Courchevel Méribel 2023, Coupe du monde de rugby 2023, Paris 2024... Après la Coupe du monde de football au Qatar, les grands événements vont s’enchaîner pour le plus grand bonheur des marques. Qu’en retirent les annonceurs ? Et comment agences et médias s’organisent dès à présent ?
L’annonce est tombée le 7 novembre. Danone a rejoint le club des sponsors des Jeux olympiques de Paris 2024. Certes, pas au rang des partenaires majeurs (BPCE, Sanofi, EDF, Orange et Carrefour), dont le ticket d’entrée est estimé entre 100 et 150 millions d’euros, mais avec un investissement (non communiqué) rapprochant les organisateurs de leur objectif : assurer 80 % de leurs ressources marketing d'ici à la fin de l’année. « Paris 2024 est dans les temps pour parvenir à son objectif de 1,1 milliard d’euros de sponsoring sportif », observe Magali Tézenas du Montcel, directrice générale de l’association des acteurs de l’économie du sport Sporsora. Des discussions sont toujours en cours avec LVMH, pressenti comme sixième partenaire majeur des JO. La Coupe du monde de rugby, qui se tiendra en France en 2023, a bouclé de son côté son budget, avec une trentaine de sponsors, pour un total de 85 millions d’euros de recettes.
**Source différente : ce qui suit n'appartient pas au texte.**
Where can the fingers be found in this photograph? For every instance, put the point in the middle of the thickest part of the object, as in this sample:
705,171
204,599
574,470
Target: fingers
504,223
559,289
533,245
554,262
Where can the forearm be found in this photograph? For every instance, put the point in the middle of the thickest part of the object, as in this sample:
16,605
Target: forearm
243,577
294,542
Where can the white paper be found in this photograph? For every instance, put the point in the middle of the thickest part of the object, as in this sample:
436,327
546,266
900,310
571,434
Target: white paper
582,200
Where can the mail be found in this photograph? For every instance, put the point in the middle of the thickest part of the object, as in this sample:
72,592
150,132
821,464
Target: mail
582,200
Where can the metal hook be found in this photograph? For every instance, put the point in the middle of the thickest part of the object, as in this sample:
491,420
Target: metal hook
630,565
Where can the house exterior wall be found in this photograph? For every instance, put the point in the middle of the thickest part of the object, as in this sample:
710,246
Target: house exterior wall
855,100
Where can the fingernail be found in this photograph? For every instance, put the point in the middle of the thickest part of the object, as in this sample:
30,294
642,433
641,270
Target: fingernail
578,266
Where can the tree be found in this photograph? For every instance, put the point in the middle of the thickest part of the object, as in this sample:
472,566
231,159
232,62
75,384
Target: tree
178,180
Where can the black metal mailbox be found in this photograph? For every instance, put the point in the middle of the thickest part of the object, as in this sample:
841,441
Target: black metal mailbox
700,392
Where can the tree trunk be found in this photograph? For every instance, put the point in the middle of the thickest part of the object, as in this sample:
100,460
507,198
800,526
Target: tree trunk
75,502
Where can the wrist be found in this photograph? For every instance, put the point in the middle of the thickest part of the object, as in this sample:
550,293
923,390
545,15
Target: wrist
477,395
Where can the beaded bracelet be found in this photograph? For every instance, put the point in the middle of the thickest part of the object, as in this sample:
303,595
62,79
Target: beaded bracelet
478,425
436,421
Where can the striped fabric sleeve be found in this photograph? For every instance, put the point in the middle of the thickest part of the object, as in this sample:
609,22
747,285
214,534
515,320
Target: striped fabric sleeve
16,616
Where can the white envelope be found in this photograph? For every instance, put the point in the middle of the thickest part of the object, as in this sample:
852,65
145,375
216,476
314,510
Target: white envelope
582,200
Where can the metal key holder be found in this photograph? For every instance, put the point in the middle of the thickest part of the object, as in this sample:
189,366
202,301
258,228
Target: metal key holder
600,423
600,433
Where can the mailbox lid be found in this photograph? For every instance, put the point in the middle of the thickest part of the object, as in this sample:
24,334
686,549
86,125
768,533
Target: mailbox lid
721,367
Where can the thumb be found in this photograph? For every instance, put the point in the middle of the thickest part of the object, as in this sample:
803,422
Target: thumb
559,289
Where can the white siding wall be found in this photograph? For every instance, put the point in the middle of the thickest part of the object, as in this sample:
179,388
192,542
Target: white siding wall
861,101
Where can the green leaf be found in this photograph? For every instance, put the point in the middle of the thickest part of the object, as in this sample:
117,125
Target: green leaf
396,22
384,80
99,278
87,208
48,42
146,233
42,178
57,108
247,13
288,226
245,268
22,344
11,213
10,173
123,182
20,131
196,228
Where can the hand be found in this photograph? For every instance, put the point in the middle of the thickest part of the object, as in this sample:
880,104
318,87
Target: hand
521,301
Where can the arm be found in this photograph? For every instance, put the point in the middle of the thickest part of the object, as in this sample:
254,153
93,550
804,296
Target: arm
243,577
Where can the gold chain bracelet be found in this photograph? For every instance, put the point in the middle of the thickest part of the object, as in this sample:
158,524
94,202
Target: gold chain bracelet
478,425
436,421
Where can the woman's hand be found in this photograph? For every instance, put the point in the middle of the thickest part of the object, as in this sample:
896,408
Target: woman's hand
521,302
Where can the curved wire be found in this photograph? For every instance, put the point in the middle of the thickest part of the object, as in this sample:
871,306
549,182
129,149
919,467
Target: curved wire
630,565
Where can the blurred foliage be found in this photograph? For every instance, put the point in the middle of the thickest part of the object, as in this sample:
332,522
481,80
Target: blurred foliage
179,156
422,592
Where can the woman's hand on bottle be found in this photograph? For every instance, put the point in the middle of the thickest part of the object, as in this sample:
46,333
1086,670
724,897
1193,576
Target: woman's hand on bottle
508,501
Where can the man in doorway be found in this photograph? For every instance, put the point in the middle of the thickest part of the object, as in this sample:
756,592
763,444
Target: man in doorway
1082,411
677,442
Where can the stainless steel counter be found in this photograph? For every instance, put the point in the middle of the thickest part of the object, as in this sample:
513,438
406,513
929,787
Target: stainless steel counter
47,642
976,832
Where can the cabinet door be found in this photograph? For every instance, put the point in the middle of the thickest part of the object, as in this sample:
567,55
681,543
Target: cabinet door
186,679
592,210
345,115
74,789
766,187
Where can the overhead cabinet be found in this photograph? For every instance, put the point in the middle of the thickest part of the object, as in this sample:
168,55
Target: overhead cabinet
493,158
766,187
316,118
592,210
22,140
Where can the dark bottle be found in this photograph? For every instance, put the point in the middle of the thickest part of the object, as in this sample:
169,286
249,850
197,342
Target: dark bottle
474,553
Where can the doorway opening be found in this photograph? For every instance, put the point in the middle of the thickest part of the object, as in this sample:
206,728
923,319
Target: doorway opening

Les championnats du monde de ski à Courchevel et Méribel en février prochain sont quant à eux soutenus par la Caisse d’Epargne Rhône-Alpes, Stef, Poma et l’eau minérale Bonneval.
La crise sanitaire, la guerre en Ukraine et les incertitudes économiques n’ont pas ralenti les ardeurs des marques. Mieux encore, s’engager dans ces grands événements n’a pas freiné le reste de leur sponsoring. « On craignait que le milliard d’euros dont les JO allaient avoir besoin ait un effet d’éviction sur leurs autres dépenses. Il n’en est rien. Orange, EDF ou la FDJ, partenaires de Paris 2024, ont maintenu leurs investissements par ailleurs », relève Bruno Bianzina, directeur général de l’agence Sport Market. Celui-ci remarque aussi que ces grands événements sportifs internationaux, les Gesi, attirent de nouveaux sponsors, à l’instar de France Pare-Brise pour la Coupe du monde de rugby. D'autres reviennent, comme Carrefour, qui avait lâché le Tour de France et les Bleus de Didier Deschamps en 2018, et qui revient au sport avec les Jeux.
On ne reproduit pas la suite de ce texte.